Hira- Mehmet ablacım şimdi Ali abin bizi size götürücek. Yolu tarif etde gidelim.
Mehmet- Tamam abla
..........................................................
Mehmetle Hira takside arkaya bense önde oturdum. Eczanede durduru taksiyi Hirayla indik , ilaç falan aldık. Birde çorba için mazeme falan . Mehmet ve Hira arabadan indi. Bende taksinin parasını ödeyip peşleriyle gittim. Küçük bir eve girdik. Yıkık-dökük gecekondu gibi yerdi. Mehmetle Hira arabada konuşuyolardı. Mehmetin anne ve babası yanqında vefat etmişler. Bir nineleri varmış onlara bakan o da bir ay bundan önce vefat edince, hiçbir akrabaları sahip çıkmamış onlara. Öylece şu küçücük evde kalmışlar .
Abla ve kardeş. Yemek bulsalar yemişler bulmasalar aç kalmışlar öylece. Mehmetin ablasının adı Banuymuş. Eve girdiyimizde Banu öylece yatıyordu. Hira koşarak yanına gitti kızın çok ateşi vardı. Hira dudaklarını kızın alnına dayayarak ateşini ölçmeye başladı. Qaliba çok yüksekdi ateşi.
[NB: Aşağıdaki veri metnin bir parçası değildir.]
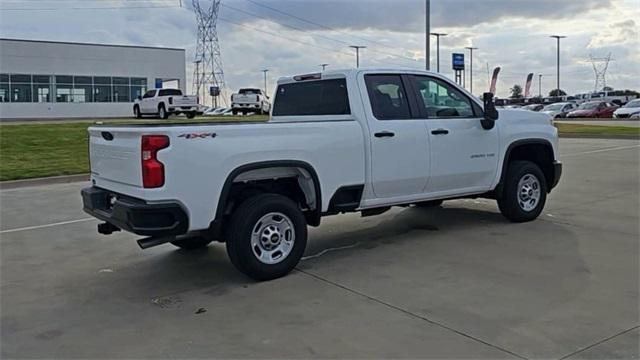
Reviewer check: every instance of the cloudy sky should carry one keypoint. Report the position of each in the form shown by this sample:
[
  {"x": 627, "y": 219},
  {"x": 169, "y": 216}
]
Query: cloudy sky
[{"x": 295, "y": 36}]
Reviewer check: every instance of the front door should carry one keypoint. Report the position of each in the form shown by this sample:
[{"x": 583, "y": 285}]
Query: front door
[
  {"x": 399, "y": 142},
  {"x": 464, "y": 156}
]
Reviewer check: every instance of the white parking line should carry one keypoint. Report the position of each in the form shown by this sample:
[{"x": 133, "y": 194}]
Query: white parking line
[
  {"x": 45, "y": 225},
  {"x": 601, "y": 150}
]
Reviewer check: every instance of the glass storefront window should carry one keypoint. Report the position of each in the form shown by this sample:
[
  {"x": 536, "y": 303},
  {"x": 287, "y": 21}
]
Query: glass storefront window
[{"x": 102, "y": 93}]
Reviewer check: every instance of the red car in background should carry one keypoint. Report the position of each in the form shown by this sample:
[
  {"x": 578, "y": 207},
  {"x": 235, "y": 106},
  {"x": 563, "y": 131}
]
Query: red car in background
[{"x": 594, "y": 109}]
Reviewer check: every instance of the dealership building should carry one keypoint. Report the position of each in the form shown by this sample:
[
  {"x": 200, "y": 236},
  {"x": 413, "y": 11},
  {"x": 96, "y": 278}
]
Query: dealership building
[{"x": 46, "y": 79}]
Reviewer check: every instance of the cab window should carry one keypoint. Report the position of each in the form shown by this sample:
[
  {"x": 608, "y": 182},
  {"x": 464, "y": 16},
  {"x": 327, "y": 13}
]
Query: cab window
[
  {"x": 149, "y": 94},
  {"x": 388, "y": 97},
  {"x": 442, "y": 100}
]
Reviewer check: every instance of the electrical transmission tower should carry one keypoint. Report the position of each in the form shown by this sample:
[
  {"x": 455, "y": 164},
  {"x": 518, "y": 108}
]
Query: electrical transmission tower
[
  {"x": 600, "y": 66},
  {"x": 208, "y": 71}
]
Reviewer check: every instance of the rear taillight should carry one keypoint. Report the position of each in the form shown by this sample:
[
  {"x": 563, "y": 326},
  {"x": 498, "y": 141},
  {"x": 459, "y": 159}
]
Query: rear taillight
[{"x": 152, "y": 169}]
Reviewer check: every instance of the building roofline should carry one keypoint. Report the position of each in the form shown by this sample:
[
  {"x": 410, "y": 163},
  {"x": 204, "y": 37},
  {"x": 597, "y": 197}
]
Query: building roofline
[{"x": 92, "y": 44}]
Hira- Ali yardım et bana götürelim burda kalırsa çok fena olucak.
Ali- Hira istersen hastaneye gidelim.
Hira- Ali ihtiyaç yok hastaneye çabuk olursak ateşini düşüre biliriz.
Koşup taksi atadım. Poşetleri hira aldı bense Banunu kucağıma alıp arabaya götürdüm. Hiranın evinin yolunu tuttuk.
...........................................................
Hira küçük kızı misafir odasına çıkarttı. Önce ılık duşa sokdu qaliba. Ben ve Mehmetide dışarıya postalamıştı. Sonra ilaç içirdi ateşi düşmesi için ateşi çok yüksekmiş ki bu kadar yardımdan sonra 37.5 olmuştu. Hira çorba pişirmişti Banuya. Bende Mehmeti alıp dışarı çıkmıştık, önce mağazaların önünde durduk. Mehmet için çok güzel kıyafetler vardı. Önce Mehmete sonrada Banuya kıyafet seçmeye başlamıştımki Mehmet konuştu.
Mehmet- Ali abi biliyormusun size çok teşşekkür borcum var. Eger vaktinde gelip ablama yardım etmeseydiniz belki oda.( Mehmet sözünü tamamlayamadan konuştum)
Ali- Abicim bak bundan sonra senin abinim neye ihtiyacın olursa ne canın çekerse bana söyleyeceksin. Tamammı?
Mehmet- Abi Hira ablam çok iyi biri deyilmi. ( sırıtarak söylüyordu)
Ali- Evette neden sordun bunları.
Mehmet- Hiç öylesine abi.
Kafasını kaşıyarak yanaklarını öptüm Hiram gibi.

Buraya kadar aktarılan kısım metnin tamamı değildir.